Unable to answer these or any of the many other questions that puzzled us, we proceeded along the corridor, passing several more sculptures similar to the ones already described. While all models that had stood for these works appeared to have been drawn from different walks of life, each statue was suspended from the walls in a spread-eagled position, arms raised and legs spread, nude, and depicted in a high state of passionate arousal with its members engorged and fully erected, its face bearing one of a variety of contorted expressions.

Shortly thereafter there appeared before us out of the gloom another gate, glowing eerily green like the one through which we had entered the passage, yet the light emanating from this gate was subtly different: it had a quality about it that was, somehow, repulsive and unwholesome, giving rise to thoughts of diseased things that fester and rot in the dark unseen; suggesting mold and decay and putrefaction, and I am forced to admit that I felt the cold hand of fear around my heart once more. Yet the strange compulsion under which we operated held and, almost without noticing how much we were driven, we went forth toward this second doorway. It was similar in nature to the first, being framed in heavy, squared beams of stone, wider at the bottom than it was at the top, and crowned with a heavy lintel bearing the same spidery pothook script that adorned the one we had seen earlier.
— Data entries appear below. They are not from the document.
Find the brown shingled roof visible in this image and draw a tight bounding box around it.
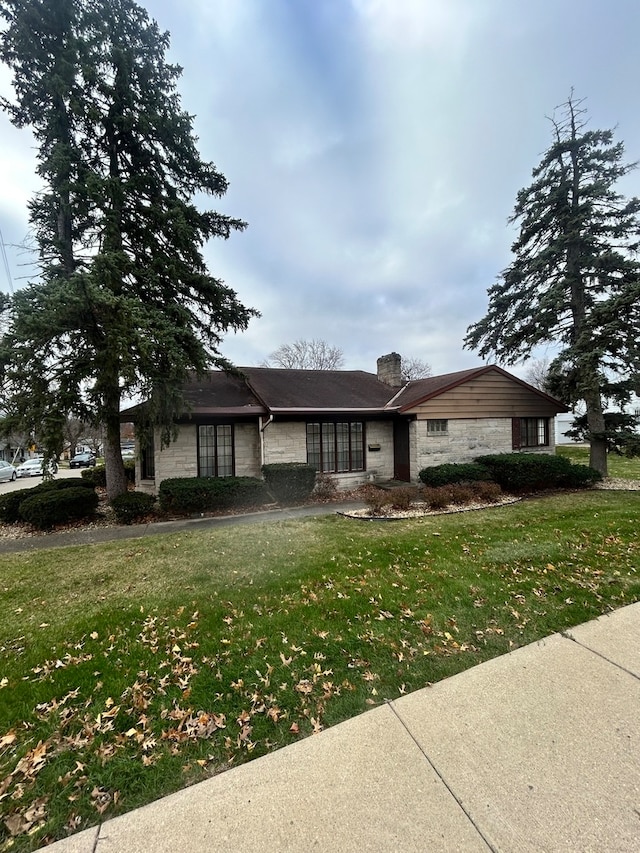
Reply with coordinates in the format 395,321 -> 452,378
241,367 -> 394,412
183,370 -> 267,415
392,364 -> 566,412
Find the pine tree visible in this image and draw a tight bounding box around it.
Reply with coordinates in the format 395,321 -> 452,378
464,95 -> 640,475
0,0 -> 257,497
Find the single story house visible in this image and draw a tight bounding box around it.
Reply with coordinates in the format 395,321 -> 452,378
121,353 -> 566,492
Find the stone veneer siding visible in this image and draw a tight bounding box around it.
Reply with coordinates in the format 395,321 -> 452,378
410,418 -> 555,472
136,419 -> 262,492
137,414 -> 393,493
263,418 -> 393,489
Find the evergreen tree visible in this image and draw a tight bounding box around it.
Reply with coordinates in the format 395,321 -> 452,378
464,95 -> 640,475
0,0 -> 257,497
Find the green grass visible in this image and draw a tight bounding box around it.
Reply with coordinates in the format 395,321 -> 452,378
556,444 -> 640,480
0,491 -> 640,851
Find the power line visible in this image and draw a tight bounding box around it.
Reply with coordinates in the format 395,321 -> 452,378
0,228 -> 13,296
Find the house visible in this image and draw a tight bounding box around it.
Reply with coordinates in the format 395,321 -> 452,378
121,353 -> 566,492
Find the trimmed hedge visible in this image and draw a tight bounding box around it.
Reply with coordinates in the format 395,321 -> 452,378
418,462 -> 491,486
475,453 -> 602,492
82,459 -> 136,489
0,477 -> 93,524
262,462 -> 316,504
20,486 -> 98,530
158,477 -> 270,512
111,492 -> 156,524
80,465 -> 107,489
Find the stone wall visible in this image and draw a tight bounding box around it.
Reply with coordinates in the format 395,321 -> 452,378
411,418 -> 555,478
262,421 -> 307,465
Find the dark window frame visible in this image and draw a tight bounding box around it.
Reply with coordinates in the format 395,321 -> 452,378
305,418 -> 367,474
140,430 -> 156,480
427,418 -> 449,437
512,417 -> 551,449
197,422 -> 236,477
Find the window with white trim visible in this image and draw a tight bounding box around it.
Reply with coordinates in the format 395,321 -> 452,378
198,424 -> 234,477
518,418 -> 549,447
307,421 -> 364,474
427,418 -> 449,435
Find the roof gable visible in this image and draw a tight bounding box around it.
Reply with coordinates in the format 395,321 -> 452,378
242,367 -> 393,412
393,364 -> 567,412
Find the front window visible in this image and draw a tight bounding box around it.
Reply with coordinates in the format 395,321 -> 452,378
520,418 -> 549,447
198,424 -> 233,477
427,418 -> 449,435
140,431 -> 156,480
307,421 -> 364,474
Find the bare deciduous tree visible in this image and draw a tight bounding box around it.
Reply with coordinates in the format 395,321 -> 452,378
402,356 -> 433,382
262,339 -> 344,370
524,358 -> 551,393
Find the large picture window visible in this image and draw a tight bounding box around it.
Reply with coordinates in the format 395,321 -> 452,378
307,421 -> 364,474
514,418 -> 549,447
198,424 -> 233,477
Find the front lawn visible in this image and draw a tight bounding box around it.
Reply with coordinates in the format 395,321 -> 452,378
0,490 -> 640,851
556,444 -> 640,480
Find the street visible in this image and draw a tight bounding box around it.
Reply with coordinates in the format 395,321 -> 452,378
0,468 -> 85,495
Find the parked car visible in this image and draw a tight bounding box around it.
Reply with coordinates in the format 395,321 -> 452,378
0,459 -> 18,483
69,450 -> 96,468
16,458 -> 58,477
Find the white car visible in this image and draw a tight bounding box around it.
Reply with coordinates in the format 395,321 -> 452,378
0,459 -> 18,483
16,459 -> 58,477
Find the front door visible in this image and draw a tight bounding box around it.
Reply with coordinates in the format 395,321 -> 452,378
393,421 -> 411,483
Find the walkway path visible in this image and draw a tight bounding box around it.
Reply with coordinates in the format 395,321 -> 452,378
46,603 -> 640,853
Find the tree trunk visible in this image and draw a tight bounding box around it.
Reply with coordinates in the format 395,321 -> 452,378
585,390 -> 608,477
104,416 -> 127,501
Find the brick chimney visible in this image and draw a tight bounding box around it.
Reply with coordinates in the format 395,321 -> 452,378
378,352 -> 402,388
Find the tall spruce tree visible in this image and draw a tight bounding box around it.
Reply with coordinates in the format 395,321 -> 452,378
464,95 -> 640,475
0,0 -> 257,497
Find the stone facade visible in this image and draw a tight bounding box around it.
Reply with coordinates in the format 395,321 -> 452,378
410,418 -> 555,477
262,421 -> 307,465
136,418 -> 555,492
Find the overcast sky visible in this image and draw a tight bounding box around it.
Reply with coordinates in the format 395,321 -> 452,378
0,0 -> 640,380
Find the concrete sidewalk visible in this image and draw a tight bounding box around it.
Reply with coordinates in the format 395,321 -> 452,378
0,501 -> 364,554
42,603 -> 640,853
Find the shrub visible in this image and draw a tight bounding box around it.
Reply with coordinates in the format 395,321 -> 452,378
311,474 -> 338,501
471,482 -> 502,503
418,462 -> 491,486
20,486 -> 98,530
390,486 -> 418,510
476,453 -> 571,492
81,465 -> 107,489
476,453 -> 602,492
624,435 -> 640,459
81,459 -> 136,489
420,486 -> 449,509
562,464 -> 602,489
441,483 -> 475,506
0,489 -> 32,524
158,477 -> 269,513
0,477 -> 93,524
360,485 -> 391,515
111,492 -> 156,524
262,462 -> 316,504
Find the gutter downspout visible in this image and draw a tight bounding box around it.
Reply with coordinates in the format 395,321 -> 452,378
258,415 -> 273,470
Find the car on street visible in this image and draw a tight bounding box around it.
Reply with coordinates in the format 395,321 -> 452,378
16,458 -> 58,477
69,450 -> 96,468
0,459 -> 18,483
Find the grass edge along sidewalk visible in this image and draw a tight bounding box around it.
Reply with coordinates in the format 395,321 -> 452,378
0,491 -> 640,851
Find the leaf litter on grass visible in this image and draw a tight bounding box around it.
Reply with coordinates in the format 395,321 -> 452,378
0,490 -> 638,850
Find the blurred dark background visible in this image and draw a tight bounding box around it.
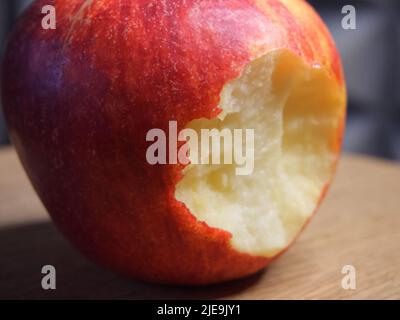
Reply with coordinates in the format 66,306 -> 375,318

The gate seemed to call to us. I realize this is a strange description for a man of science to give, but this is the best way I can put it into words. From it there seemed to emanate a sense of unspeakable delights awaiting us within, and we felt ourselves drawn to it. Yet we hesitated. Standing there, I’m sure we all were torn between attraction and revulsion, between the urge to proceed and the urge to withdraw. I know I was.